I still put cheese on my burgers the way you told me to, and honestly, it’s not because it’s better that way. The truth is, I never really cared that much about cheese, but you decidedly did. You hated to waste even a morsel by letting it melt off your burger so I let you “show me how it’s done.”
It’s crazy because you did that a lot. In fact, you had this amazing ability of showing me the “right” way of doing things, and a lot of times, they actually stuck. Again, not because you were constantly right, but you were constantly convicted. You believed in what you said with your whole heart. It’s how you got by in life and made people love you despite the fact you so often liked, scratch that, LOVED to tell people how to do things. But it was always with the idea that you could better someone.
You “bettered” me.
In a million ways, I am better for having known you.
I can’t tell you how many times I glance at my phone or pick it up to call you. I can’t tell you how many times there is a situation I want to tell you about. I can’t tell you how many times I want to have you tell me how to do something the right way.
I miss that you had my back without ever caring if I was truly right or wrong, you just defended and made me feel protected against all of life’s injustices, real or perceived.
I miss your laugh and your voice. You laughed with your whole body. You would throw your head back, bend forward, and clap your hands. It was usually at my expense, but I could never stay mad. You always told me it was how we worked because I never got mad. It wasn’t that I didn’t, it’s just you would laugh and, against my better judgment, I would join in.

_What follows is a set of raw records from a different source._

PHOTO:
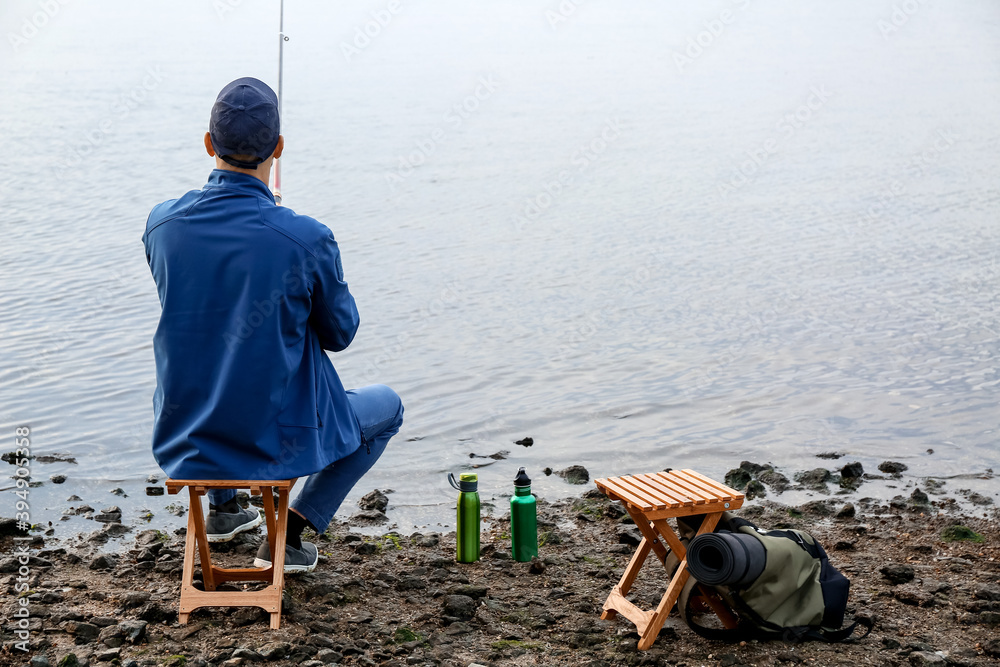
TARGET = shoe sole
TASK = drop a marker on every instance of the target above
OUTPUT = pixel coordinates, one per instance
(225, 537)
(289, 569)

I called you Santa Clause when you laughed. You hated that. But your eyes twinkled, your dimples were merry, cheeks rosy, and nose like a cherry . . . and you know what your belly did!
Your voice used to change depending on who you were talking to. I loved that I knew that about you. I knew who you were talking to just by the way you spoke, and I knew how much you liked them by the way you laughed.
I still can’t listen to my voicemail even though I know your voice is there.
I miss your voice.
The hey pretty lady, the I love you and Zander, the miss yous. They are all there, but I can’t listen to them. I can’t listen because I am afraid it would remind me that all I have now are leftover I love yous. It would remind me that leftovers are never as good as the real thing, and I will never have the real thing again.
So since I can’t hear the real you, see the real you, or feel the real you, I settle for looking at your pictures on the mantle. I keep your laugh and voice in my heart. And I continue to put cheese on my burger the way you told me to.